The takeaway from Scott’s book, according to Illing in Why a leading political theorist thinks civilization is overrated, is that, although civilization has been good for us, the answer to the question whether it has made us any happier, is more complicated. For Scott, the price of civilization has been higher than we think, both for the individual and the environment.
In his book, “Scott explores why human beings decided to shift from a hunter-gatherer lifestyle to a more sedentary, agrarian lifestyle roughly 12,000 years ago. The accepted narrative is that humans abandoned hunting and gathering as soon they discovered agricultural technology, because it made life easier and safer.
But Scott argues that this is not quite right. Humans, he says, spent thousands of years trying to preserve their hunter-gatherer lifestyle. Sure, settling down in agrarian societies provided the basis for the modern state by allowing large numbers of people to live in one place for extended periods of time, but it also led to the spread of diseases and forced people to give up the freedom of an itinerant lifestyle for the affluence of a modern one.
The story we tell ourselves about human history is one of linear progress, fueled in large part by moral and technological development. There is some truth to this, and on a long enough timeline it makes sense, but Scott says the sacrifices made along the way are rarely understood.”
Of course, Scott isn’t arguing that we would be better off if we all returned to this pre-modern world. “From our perspective today, it’s inconceivable that we would want to go back like that,” he tells. “But I think it’s still important to understand that this was not a choice between hunting and gathering and foraging on the one hand and the Danish welfare state on the other. […] This was not as clear-cut a choice as a lot of people suppose. Yes, things are better now, but it’s really only in the last 200 years or so that we’ve enjoyed the health and longevity that we do today. But this initial period when we think civilization was created was, in fact, a really dark period for humanity.”

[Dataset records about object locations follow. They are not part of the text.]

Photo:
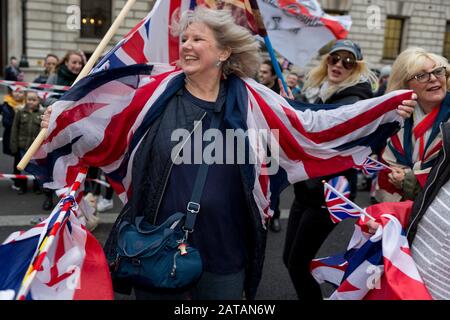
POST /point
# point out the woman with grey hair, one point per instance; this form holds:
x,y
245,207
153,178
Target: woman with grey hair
x,y
217,61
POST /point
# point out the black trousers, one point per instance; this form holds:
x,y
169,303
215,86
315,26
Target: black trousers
x,y
307,229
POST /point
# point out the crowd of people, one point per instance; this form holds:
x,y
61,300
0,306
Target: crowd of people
x,y
341,77
21,113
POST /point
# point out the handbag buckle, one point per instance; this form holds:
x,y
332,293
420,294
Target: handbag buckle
x,y
193,207
136,262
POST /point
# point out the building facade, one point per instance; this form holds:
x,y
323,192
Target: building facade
x,y
383,28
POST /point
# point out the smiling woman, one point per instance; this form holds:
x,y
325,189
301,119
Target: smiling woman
x,y
412,152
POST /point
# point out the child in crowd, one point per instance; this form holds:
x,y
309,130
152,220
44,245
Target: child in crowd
x,y
25,128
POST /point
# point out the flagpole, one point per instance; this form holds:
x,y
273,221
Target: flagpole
x,y
263,32
87,68
47,241
348,201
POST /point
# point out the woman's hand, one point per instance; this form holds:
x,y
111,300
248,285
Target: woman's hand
x,y
406,109
397,176
289,95
373,226
45,118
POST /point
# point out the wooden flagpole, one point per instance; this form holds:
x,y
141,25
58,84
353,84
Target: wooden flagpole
x,y
87,68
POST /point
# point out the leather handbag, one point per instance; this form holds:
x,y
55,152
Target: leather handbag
x,y
159,257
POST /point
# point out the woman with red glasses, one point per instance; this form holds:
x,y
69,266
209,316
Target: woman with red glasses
x,y
342,77
413,151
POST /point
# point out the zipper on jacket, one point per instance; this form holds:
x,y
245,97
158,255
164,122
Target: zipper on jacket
x,y
431,184
171,166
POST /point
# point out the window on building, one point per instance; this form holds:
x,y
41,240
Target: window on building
x,y
447,41
95,18
393,37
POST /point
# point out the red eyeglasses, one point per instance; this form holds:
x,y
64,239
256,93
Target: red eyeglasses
x,y
348,62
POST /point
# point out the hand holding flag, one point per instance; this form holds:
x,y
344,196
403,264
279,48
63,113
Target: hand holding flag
x,y
336,197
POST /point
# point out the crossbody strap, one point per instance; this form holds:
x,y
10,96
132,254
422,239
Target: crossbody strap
x,y
193,206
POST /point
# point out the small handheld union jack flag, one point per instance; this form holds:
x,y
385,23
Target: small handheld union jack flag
x,y
336,193
371,166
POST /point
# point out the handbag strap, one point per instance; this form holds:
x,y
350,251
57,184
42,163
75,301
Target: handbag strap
x,y
193,206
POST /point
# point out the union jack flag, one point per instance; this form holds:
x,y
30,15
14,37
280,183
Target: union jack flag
x,y
120,105
379,266
336,205
371,167
57,259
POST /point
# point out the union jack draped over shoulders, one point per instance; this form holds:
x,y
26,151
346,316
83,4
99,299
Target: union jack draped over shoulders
x,y
120,105
416,147
375,267
338,208
74,267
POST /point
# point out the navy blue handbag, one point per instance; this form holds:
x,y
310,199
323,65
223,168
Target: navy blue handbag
x,y
159,257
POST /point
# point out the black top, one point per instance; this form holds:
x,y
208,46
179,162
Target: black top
x,y
221,227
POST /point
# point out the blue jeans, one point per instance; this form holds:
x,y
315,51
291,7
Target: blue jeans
x,y
211,286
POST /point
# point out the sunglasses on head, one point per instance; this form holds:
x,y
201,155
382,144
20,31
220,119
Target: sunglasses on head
x,y
348,62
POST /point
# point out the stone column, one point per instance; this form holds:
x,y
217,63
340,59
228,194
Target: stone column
x,y
14,28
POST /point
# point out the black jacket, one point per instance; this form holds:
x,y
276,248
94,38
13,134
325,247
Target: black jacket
x,y
310,192
438,176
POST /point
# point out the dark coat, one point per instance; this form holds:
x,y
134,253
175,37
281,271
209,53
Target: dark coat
x,y
438,176
148,190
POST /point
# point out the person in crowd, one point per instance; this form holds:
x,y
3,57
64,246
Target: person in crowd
x,y
292,83
413,150
67,70
49,64
25,128
385,73
268,77
342,77
13,101
65,74
428,227
217,59
12,71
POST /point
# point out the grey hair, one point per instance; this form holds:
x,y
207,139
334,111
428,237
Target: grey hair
x,y
245,57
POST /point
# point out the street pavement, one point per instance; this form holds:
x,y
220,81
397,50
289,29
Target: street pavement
x,y
16,212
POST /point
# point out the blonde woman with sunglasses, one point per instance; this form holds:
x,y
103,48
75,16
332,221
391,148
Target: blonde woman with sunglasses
x,y
342,77
413,151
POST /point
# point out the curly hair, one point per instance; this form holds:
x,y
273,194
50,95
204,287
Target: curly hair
x,y
245,56
318,75
410,62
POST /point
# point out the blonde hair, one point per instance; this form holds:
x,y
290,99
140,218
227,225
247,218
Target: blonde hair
x,y
245,57
361,72
409,63
66,58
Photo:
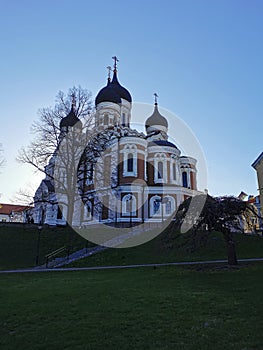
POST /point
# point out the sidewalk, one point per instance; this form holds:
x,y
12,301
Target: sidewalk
x,y
182,263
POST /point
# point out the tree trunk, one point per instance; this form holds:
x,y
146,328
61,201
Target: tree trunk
x,y
231,248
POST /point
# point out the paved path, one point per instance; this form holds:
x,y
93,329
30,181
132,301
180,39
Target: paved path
x,y
182,263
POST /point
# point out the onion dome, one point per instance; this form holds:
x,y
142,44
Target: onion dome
x,y
71,119
161,143
156,119
120,90
107,94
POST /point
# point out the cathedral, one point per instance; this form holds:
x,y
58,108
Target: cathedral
x,y
135,177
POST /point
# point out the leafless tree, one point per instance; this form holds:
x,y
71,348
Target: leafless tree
x,y
56,153
226,214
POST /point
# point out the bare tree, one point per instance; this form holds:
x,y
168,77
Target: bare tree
x,y
47,128
56,151
226,214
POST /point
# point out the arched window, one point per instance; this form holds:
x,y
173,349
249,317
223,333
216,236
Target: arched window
x,y
106,119
60,212
160,170
87,210
90,172
129,205
184,177
130,160
123,119
155,206
174,171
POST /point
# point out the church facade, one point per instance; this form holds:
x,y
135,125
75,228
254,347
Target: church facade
x,y
136,178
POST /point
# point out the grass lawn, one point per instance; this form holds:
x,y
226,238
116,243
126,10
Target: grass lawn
x,y
144,308
18,248
156,251
18,245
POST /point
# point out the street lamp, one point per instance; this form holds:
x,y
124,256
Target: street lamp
x,y
38,243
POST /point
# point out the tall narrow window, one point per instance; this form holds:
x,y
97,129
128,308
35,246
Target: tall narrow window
x,y
174,171
156,206
130,162
123,121
128,205
160,170
59,213
185,183
90,176
168,207
106,119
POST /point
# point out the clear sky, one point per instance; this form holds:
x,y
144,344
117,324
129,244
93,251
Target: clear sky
x,y
203,57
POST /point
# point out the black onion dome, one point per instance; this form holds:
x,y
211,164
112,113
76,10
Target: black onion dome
x,y
161,143
156,119
107,94
120,90
70,120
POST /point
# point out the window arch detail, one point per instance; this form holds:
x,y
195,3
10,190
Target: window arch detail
x,y
160,168
129,205
130,160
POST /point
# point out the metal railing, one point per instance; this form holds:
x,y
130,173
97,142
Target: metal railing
x,y
55,253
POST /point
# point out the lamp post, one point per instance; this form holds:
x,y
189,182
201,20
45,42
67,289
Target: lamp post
x,y
38,244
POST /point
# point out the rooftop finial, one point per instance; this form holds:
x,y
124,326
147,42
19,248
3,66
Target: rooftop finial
x,y
155,98
115,63
109,70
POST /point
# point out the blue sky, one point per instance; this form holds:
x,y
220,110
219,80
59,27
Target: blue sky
x,y
203,57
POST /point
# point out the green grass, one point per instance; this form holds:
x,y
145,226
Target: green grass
x,y
145,308
18,245
158,251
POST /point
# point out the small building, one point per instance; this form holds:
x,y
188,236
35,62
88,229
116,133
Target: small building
x,y
258,166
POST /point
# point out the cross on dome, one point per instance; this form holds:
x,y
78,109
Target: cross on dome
x,y
115,62
155,98
109,71
73,100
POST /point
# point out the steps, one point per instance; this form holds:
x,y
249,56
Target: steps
x,y
85,252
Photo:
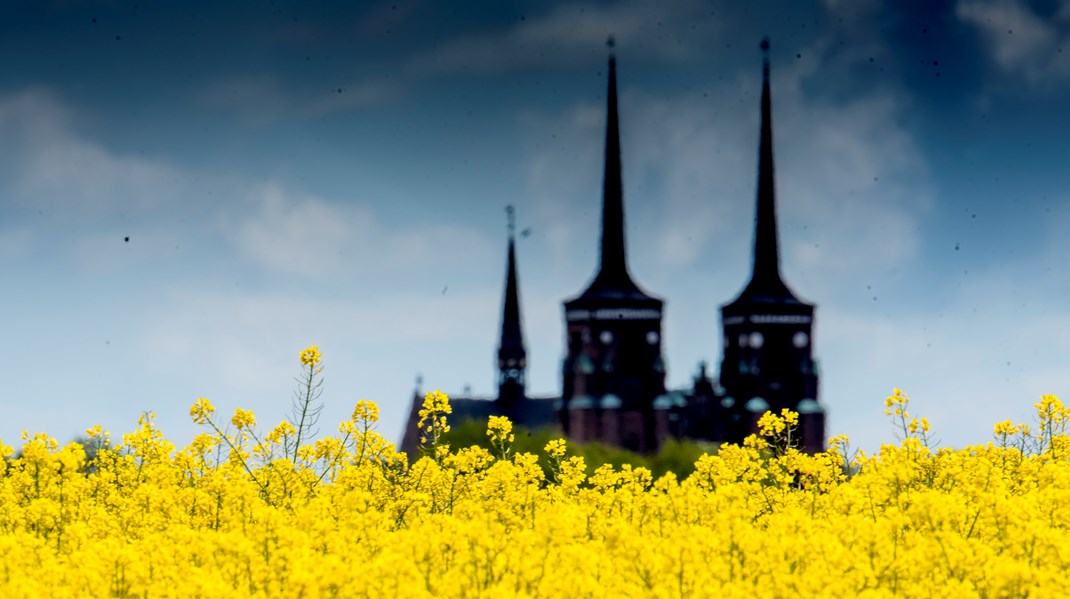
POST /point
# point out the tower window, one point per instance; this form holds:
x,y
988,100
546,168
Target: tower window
x,y
757,339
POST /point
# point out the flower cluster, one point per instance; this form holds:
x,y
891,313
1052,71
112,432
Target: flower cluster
x,y
234,513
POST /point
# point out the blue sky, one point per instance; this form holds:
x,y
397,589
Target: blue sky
x,y
337,174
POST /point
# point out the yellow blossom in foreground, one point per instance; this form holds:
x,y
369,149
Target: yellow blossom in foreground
x,y
310,355
349,517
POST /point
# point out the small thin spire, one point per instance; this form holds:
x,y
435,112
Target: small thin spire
x,y
510,353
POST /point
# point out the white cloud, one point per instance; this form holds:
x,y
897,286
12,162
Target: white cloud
x,y
1020,41
55,168
261,101
558,36
302,234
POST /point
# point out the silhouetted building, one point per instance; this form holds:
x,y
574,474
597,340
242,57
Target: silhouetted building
x,y
613,371
767,331
513,399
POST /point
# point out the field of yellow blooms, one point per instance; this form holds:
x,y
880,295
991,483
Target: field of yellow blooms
x,y
239,513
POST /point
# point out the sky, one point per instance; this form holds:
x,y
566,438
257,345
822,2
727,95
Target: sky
x,y
192,193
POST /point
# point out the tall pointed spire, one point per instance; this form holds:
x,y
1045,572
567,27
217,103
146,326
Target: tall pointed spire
x,y
765,279
612,277
613,265
511,356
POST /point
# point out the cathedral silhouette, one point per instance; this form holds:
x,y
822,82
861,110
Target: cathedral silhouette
x,y
613,387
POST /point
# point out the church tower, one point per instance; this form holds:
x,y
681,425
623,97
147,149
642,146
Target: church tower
x,y
511,356
613,369
768,332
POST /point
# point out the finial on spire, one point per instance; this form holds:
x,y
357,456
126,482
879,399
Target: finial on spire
x,y
765,58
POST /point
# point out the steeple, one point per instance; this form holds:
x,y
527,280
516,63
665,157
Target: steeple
x,y
612,279
511,357
765,282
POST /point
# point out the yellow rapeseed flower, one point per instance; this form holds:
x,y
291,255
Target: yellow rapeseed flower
x,y
310,355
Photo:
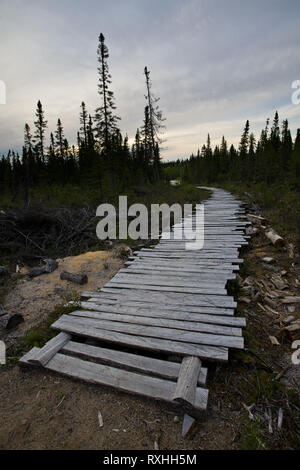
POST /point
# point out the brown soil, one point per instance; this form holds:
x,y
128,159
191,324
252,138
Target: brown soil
x,y
44,410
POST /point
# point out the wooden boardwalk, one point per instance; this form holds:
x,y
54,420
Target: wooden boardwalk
x,y
156,320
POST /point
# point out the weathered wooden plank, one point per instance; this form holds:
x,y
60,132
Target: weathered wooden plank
x,y
147,365
158,312
106,299
148,343
162,271
185,390
162,322
50,349
167,279
162,288
130,382
183,299
158,332
189,267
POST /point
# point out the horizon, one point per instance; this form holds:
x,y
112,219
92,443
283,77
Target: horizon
x,y
207,81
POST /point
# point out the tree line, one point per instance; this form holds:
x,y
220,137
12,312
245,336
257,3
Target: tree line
x,y
274,158
102,156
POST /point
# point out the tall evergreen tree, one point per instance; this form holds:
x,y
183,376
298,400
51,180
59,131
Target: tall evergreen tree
x,y
40,126
105,119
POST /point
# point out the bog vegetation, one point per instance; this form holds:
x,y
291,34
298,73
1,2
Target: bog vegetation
x,y
102,163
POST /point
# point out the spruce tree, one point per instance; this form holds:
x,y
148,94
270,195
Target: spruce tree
x,y
39,136
105,119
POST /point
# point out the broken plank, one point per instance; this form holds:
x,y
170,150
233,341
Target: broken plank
x,y
148,343
148,365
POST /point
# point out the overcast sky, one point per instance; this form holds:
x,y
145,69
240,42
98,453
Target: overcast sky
x,y
213,63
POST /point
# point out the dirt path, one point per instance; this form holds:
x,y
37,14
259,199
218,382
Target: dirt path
x,y
43,410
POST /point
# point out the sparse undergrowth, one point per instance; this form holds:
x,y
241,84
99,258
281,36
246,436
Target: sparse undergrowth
x,y
40,334
252,383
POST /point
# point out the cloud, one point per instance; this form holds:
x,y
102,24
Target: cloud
x,y
214,64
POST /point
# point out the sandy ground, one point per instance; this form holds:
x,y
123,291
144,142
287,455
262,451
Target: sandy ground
x,y
35,298
43,410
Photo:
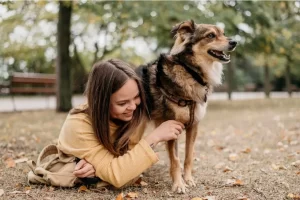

How our buildings deeply affect us
“Experience is grounded in our sensory perceptions and our internal thoughts, which together govern how we make sense of the information that comes to us from being in the world. And when something happens in the world or in our minds, that something is always ‘situated’ — in our bodies, in a given time, and in place,” Sarah W. Goldhagen writes in Welcome To Your World: How the Built Environment Shapes Our Lives.
In this, her latest book, Goldhagen argues that the buildings we live and work in deeply affect us, physically and psychologically, and that we can’t afford the soul-crushing architecture we mostly subject ourselves to.
“Because people are nonconsciously susceptible to environmental primes, and because our perceptions of the built environment are enmeshed in our human embodiment, skillful design rests on foundational knowledge about the operations of how we think and perceive. The way we apprehend our built environments — and their relationship to nature — is profoundly intersensory. Not only that: it also involves our motor systems as we interact, or imagine interacting, with the things and places around us. A principal reason the Salk Institute design succeeds is that [Louis] Kahn understood that one of the architect’s principal tasks is managing users’ attentional resources. He orchestrated an entry sequence that first emphasizes nature’s monumentality, then draws us into a relationship with the buildings through intersensory stimulation — vision, touch, sound — that also invites us to interact and imagine interacting with them. Understanding such fundamentals of human cognition can help designers create places that will long resonate in our memories, and become a treasured part of who we are.”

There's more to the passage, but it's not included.